Alabama Must Face Race Claims Over Minimum Wage Law

The city of Birmingham won reinstatement of a race discrimination claim against the state of Alabama over imposition of a statewide minimum wage of $7.25 per hour, intended specifically to thwart the city’s passage of a minimum $10.10 per hour wage.

The Atlanta-based 11th U.S. Circuit Court of Appeals Friday resurrected the city lawsuit saying city had made a plausible claim that the state Minimum Wage Act “had the purpose and effect of depriving Birmingham’s black citizens equal economic opportunities on the basis of race, in violation of the equal protection clause of the Constitution.

The majority-white Alabama legislature cannot usurp the authority of the majority-black city of Birmingham to thwart the city’s effort to raise local minimum wage to $10.10 per hour.

The plaintiffs, two of the city’s minimum wage workers and the NAACP, detailed factual claims that go to the heart of whether the law was enacted for a discriminatory purpose, wrote Judge Charles Wilson, for the panel.

That included “the disproportionate effect of the Minimum Wage Act on Birmingham’s poorest black residents; the rushed, reactionary, and racially polarized nature of the legislative process; and Alabama’s historical use of state power to deny local black majorities authority over economic decision-making,” Wilson said.

History of the Law

Birmingham, the largest city in Alabama, has 30 percent of its residents living in poverty, more than anywhere in the state. The city also has the largest black population in Alabama, 72 percent, and a black majority city council.
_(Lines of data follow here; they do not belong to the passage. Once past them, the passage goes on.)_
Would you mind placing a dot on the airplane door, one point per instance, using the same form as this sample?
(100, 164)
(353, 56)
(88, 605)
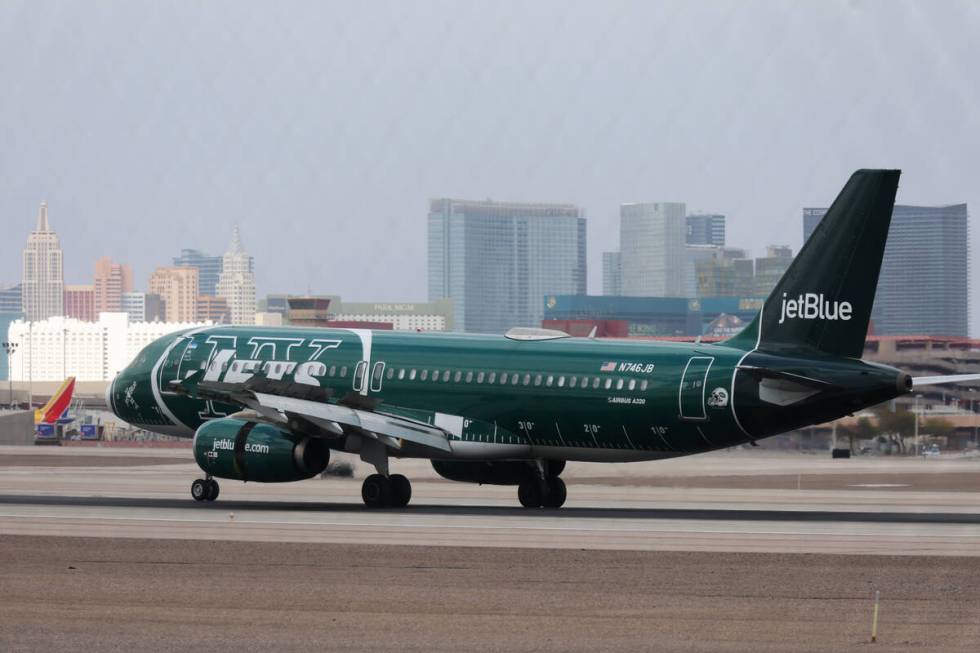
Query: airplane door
(690, 396)
(360, 371)
(377, 376)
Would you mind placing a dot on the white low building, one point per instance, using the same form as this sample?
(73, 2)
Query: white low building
(59, 347)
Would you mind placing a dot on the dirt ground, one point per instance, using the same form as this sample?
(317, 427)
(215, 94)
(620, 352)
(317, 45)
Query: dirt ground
(122, 595)
(927, 482)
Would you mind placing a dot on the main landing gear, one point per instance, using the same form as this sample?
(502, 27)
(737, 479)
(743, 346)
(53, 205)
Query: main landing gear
(543, 489)
(379, 491)
(205, 489)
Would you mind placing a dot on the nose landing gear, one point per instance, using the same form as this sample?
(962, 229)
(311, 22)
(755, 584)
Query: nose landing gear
(205, 489)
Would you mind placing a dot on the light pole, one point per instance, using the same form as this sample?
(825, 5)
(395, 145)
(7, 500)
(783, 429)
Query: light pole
(973, 398)
(30, 367)
(915, 409)
(10, 348)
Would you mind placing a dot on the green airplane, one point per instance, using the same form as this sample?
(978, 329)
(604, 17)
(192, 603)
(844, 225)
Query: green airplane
(270, 404)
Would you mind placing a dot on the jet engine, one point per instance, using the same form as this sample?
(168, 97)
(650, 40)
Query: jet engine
(504, 472)
(256, 451)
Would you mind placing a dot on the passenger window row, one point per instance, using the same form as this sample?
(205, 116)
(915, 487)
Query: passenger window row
(535, 379)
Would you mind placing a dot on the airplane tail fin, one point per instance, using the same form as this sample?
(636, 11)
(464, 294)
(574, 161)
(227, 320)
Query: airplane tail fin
(58, 405)
(823, 301)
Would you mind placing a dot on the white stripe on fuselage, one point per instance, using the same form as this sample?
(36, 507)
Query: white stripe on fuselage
(154, 378)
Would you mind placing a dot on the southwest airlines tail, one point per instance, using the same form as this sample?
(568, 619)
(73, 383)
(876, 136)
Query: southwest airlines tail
(57, 407)
(823, 302)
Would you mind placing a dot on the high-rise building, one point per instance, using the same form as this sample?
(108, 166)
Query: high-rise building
(612, 274)
(706, 229)
(498, 260)
(652, 239)
(212, 309)
(43, 284)
(728, 273)
(811, 218)
(923, 285)
(111, 281)
(769, 269)
(11, 298)
(80, 302)
(154, 308)
(177, 287)
(208, 269)
(236, 284)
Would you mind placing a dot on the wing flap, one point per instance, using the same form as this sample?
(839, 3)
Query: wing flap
(918, 381)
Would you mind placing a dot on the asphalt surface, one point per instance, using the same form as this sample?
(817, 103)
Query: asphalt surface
(103, 594)
(109, 552)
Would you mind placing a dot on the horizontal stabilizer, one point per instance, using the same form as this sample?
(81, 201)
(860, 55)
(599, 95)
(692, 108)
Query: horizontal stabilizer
(918, 381)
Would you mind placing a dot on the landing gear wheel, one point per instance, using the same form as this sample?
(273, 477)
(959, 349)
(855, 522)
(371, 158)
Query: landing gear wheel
(376, 491)
(401, 490)
(557, 493)
(213, 490)
(529, 493)
(555, 468)
(200, 489)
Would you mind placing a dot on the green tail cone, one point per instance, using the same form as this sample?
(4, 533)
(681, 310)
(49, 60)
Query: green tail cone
(823, 302)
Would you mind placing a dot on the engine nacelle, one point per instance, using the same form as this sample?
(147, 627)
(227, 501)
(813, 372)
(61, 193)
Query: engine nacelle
(256, 451)
(504, 472)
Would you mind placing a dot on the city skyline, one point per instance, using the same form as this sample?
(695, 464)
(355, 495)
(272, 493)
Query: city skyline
(362, 113)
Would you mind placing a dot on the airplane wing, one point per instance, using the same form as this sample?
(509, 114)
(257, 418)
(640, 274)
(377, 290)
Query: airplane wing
(918, 381)
(298, 407)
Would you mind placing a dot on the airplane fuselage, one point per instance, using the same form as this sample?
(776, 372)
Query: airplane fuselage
(566, 398)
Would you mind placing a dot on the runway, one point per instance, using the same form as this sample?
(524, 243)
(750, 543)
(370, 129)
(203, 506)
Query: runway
(105, 550)
(150, 499)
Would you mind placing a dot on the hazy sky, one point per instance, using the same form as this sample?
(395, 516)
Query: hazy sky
(324, 128)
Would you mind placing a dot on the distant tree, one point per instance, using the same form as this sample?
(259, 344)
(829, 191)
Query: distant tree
(937, 426)
(896, 424)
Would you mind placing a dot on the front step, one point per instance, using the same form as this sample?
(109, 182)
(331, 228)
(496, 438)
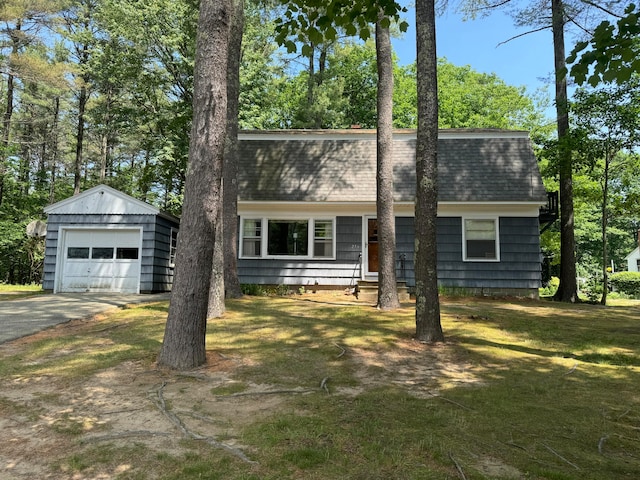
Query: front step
(368, 291)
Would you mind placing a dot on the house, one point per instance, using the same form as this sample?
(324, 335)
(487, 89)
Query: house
(105, 241)
(307, 217)
(307, 209)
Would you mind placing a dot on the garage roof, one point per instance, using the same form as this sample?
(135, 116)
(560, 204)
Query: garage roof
(102, 200)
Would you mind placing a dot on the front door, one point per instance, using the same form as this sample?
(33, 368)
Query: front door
(372, 246)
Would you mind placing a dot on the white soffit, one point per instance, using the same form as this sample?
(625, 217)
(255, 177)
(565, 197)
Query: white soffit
(102, 200)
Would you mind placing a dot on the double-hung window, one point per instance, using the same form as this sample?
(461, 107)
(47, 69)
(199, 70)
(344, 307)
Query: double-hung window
(480, 239)
(287, 238)
(252, 237)
(323, 239)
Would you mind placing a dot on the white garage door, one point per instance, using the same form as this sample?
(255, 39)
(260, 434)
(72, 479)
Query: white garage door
(101, 260)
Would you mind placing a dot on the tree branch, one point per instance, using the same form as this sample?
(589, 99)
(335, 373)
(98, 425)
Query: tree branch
(525, 33)
(600, 7)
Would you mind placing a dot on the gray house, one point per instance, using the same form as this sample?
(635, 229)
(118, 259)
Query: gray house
(307, 208)
(105, 241)
(307, 217)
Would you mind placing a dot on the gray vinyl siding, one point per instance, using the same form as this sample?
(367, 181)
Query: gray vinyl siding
(309, 272)
(517, 272)
(155, 274)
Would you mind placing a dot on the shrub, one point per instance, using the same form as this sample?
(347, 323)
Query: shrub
(627, 283)
(550, 289)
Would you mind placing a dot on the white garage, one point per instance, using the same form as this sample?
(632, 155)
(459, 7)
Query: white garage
(100, 260)
(103, 240)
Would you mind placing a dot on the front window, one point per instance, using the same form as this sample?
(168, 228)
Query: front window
(173, 247)
(282, 237)
(480, 239)
(288, 237)
(323, 238)
(252, 238)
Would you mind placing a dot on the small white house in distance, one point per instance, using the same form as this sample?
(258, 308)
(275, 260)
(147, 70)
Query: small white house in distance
(633, 260)
(103, 240)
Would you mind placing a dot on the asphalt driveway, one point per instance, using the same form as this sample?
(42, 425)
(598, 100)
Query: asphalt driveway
(22, 317)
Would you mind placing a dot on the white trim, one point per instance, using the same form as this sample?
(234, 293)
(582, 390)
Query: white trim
(496, 222)
(369, 134)
(62, 240)
(401, 209)
(264, 235)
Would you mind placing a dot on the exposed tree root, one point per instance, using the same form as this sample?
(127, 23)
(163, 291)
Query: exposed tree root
(158, 398)
(458, 467)
(117, 436)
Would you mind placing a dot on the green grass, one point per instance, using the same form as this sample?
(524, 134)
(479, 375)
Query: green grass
(13, 292)
(521, 389)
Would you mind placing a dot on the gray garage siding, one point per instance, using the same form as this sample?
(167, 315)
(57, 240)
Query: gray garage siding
(155, 275)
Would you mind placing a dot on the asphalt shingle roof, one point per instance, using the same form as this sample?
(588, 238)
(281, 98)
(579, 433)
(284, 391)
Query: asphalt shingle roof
(340, 166)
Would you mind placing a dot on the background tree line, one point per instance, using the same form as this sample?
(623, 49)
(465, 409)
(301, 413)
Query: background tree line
(100, 91)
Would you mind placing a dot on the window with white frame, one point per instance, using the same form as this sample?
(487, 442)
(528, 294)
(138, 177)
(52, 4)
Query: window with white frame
(173, 247)
(287, 237)
(480, 237)
(323, 238)
(252, 237)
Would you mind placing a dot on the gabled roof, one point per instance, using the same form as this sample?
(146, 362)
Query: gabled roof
(102, 199)
(340, 166)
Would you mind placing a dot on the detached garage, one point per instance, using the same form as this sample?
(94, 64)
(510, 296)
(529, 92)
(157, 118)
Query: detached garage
(106, 241)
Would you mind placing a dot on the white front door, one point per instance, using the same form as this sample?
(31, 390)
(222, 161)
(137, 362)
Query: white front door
(100, 260)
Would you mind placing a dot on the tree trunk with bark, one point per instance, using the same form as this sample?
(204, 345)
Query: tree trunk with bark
(230, 187)
(387, 285)
(568, 287)
(605, 224)
(77, 169)
(6, 118)
(184, 337)
(428, 326)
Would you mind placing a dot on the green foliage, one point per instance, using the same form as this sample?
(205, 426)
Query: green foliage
(550, 289)
(614, 53)
(627, 283)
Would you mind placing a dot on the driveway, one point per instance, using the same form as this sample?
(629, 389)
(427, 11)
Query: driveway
(19, 318)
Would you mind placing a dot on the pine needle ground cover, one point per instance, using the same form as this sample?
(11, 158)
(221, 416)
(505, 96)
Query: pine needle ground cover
(315, 387)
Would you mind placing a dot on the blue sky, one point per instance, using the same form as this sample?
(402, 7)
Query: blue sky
(525, 61)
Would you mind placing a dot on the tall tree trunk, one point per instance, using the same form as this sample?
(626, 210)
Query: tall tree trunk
(605, 223)
(568, 287)
(77, 169)
(230, 187)
(387, 285)
(428, 326)
(6, 119)
(184, 337)
(54, 149)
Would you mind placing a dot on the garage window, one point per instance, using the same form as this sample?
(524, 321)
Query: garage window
(78, 252)
(127, 253)
(102, 253)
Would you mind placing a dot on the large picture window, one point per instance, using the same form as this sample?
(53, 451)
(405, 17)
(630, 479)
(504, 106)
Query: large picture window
(288, 237)
(481, 239)
(284, 237)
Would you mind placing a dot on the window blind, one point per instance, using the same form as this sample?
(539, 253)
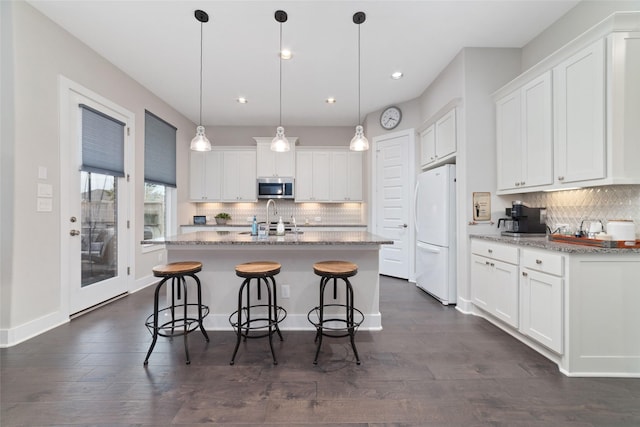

In 2015, the city urged the state to raise the minimum wage to $10 per hour statewide. When lawmakers failed to act, the city passed a stepped-up increase in the minimum wage to $8.50 per hour in 2016 and to $10.10 in 2017.

Within a week, a white state representative from the neighboring town of Mountain Brook, introduced a bill designed to quash the Birmingham law and create a statewide minimum wage. Mountain Brook has less than 2 percent black population and 3 percent of residents who live in poverty, the court pointed out.

The measure stalled, but in the 2016 session a new version by the same author gained 52 co-sponsors, all of whom were white. It quickly passed, despite no votes of support from black members of the House or Senate.  The law set $7.25 as the minimum hourly wage, gain state lawmakers completely control over regulation of collective bargaining, wage, leave and other employee benefits.

It immediately nullified the city law.

The plaintiffs “put forth extensive evidence suggesting that the Minimum Wage Act reflects Alabama’s longstanding history ‘of official actions taken for invidious purposes,’” Wilson wrote.

Trial Judge Criticized

Wilson had harsh words for the trial judge who dismissed the lawsuit, Judge David Proctor.

Wilson wrote that the “most perturbing” thing was the wrong legal standard used by Proctor to toss out the case. The “so-called ‘clearest proof’ standard applied by the judge was “recklessly plucked from an unrelated line of precedent.”  He said, “this requirement runs contrary to decades of established equal protection jurisprudence.”

“Clearest poof” says only the clearest proof will suffice to override legislative intent and is only used to transform civil remedy into a criminal penalty.

“Requiring the clearest proof of discriminatory purpose not only ignores the history of equal protection law but also tuns a blind eye to the realities of modern discrimination,” Wilson wrote.

“Today, racism is no longer pledged from the portico of the capitol or exclaimed from the floor of the constitutional convention; it hides, abashed, cloaked beneath ostensibly neutral laws and legitimate bases, steering government power toward no less invidious ends,” Wilson wrote.

He was joined by Judge Adalberto Jordan and visiting Judge Anne Conway of Florida.